Will Lightroom open ORF?

Yes - Lightroom Classic has supported ORF since version 1.0 and adds new camera support quickly. The OM-1, OM-1 Mark II, and OM-5 are all profiled. The exception is the .ORI High-Res variant and certain pre-release firmware files, which need OM Workspace or a current Camera Raw update before LR will recognize them.

More about converting ORF to JPG

ORF is the RAW format used by every Olympus and OM SYSTEM camera since the E-1 in 2003, including the OM-1, OM-5, E-M1 Mark III, E-M5 Mark III, PEN-F, and the Tough TG-6. The format stores 12-bit or 14-bit sensor data from Micro Four Thirds chips alongside Olympus's in-camera Art Filter metadata. Travel photographers, macro enthusiasts using the 60mm f/2.8, and birders running the 300mm f/4 PRO convert ORF to JPG when sharing to Instagram, 500px, or stock libraries that reject RAW uploads.

Olympus Workspace (free, replaces the old Olympus Viewer 3) is the only software that fully applies the camera's Live Composite, ND filter simulation, and Pro Capture buffer logic when developing ORF. Lightroom and Capture One read ORF but ignore these computational results, which matters for OM-1 owners using the Handheld High-Res 50MP mode - that file is technically ORI, a variant. Convert via Workspace if you want the merged result; convert direct ORF for the single-frame 20MP base file.

Underwater shooters using the TG-6 in PT-059 housings rely on ORF to JPG conversion because dive log sites (DiveBoard, Scubapro Logbook) only accept JPG. The TG-6's RAW captures the magenta cast at depth that the JPG engine over-corrects, so processing ORF and re-exporting at quality 92 preserves accurate fish coloration. Wildlife shooters with the OM-1 II's 80fps Pro Capture often have 1000+ ORF files per session - batch conversion to JPG at 3000px makes culling on a laptop practical.

When you'd use this

Reasons to convert ORF to JPG usually come down to compatibility, file-size, or specific feature requirements. Common situations:

  • An app or platform only accepts JPG uploads.
  • You need a feature unique to JPG (e.g. transparency, vector scaling, animation, multi-page pages, etc.) that ORF doesn't provide.
  • You're optimising file size — modern formats often produce smaller files than the older format you started with.
  • You need a single archival format across a project so files behave consistently in the same viewer.

How to do it in jpg.now

  1. Open the ORF → JPG tool on jpg.now.
  2. Drag your ORF file onto the drop zone, or click Select files.
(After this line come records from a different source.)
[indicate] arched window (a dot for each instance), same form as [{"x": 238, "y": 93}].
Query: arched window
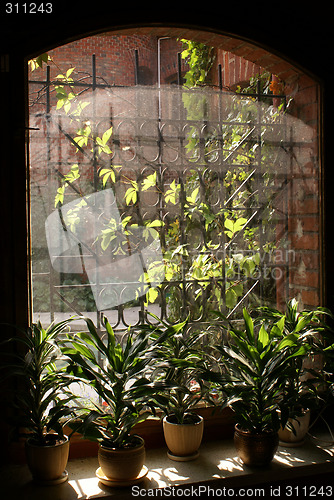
[{"x": 171, "y": 199}]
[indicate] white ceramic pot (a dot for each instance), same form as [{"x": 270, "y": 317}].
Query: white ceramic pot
[{"x": 183, "y": 440}]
You can drop a whole folder of files at once.
  3. The output is fixed to JPG. If the format supports extra options (page size, transparency background, quality, EXIF stripping), tweak them in the right-hand panel.
  4. Click Convert. The job runs on our server and finishes in a few seconds for typical photos.
  5. Download the result. Files stay in storage for 24 hours and are then permanently deleted.
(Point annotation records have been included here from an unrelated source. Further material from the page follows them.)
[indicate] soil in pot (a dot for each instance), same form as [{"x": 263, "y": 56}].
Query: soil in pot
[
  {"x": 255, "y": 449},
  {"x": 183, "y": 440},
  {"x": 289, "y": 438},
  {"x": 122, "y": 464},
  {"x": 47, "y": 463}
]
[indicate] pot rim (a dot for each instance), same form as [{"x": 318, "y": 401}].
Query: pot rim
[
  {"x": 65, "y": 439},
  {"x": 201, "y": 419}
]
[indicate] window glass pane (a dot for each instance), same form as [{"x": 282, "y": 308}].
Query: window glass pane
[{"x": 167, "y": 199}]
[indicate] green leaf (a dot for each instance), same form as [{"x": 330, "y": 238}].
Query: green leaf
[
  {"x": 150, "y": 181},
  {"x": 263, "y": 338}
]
The entire flow is free for the first 10 jobs per day with no signup required. A free account doubles that quota; a premium plan removes the limit entirely.

Tips and common pitfalls

  • Use OM Workspace's Auto Tone for a starting point that matches the camera JPG engine - third-party converters apply a flatter base curve and require more manual lifting.
  • For Pro Capture sequences, batch-rename ORFs by capture time before converting, otherwise the JPGs hit the Finder in alphabetical chaos that breaks burst review.
  • If you shot Handheld High-Res, you want the ORI file (50MP merged), not the companion ORF (20MP base) - check the file extension before batch processing.
  • Export at sRGB for web and social, AdobeRGB only if your gallery print lab specifically requests it - Instagram strips wide gamut and looks dull as a result.
  • Strip the Olympus maker note via ExifTool before stock submissions - some agencies flag the proprietary tags as suspicious metadata and reject the upload.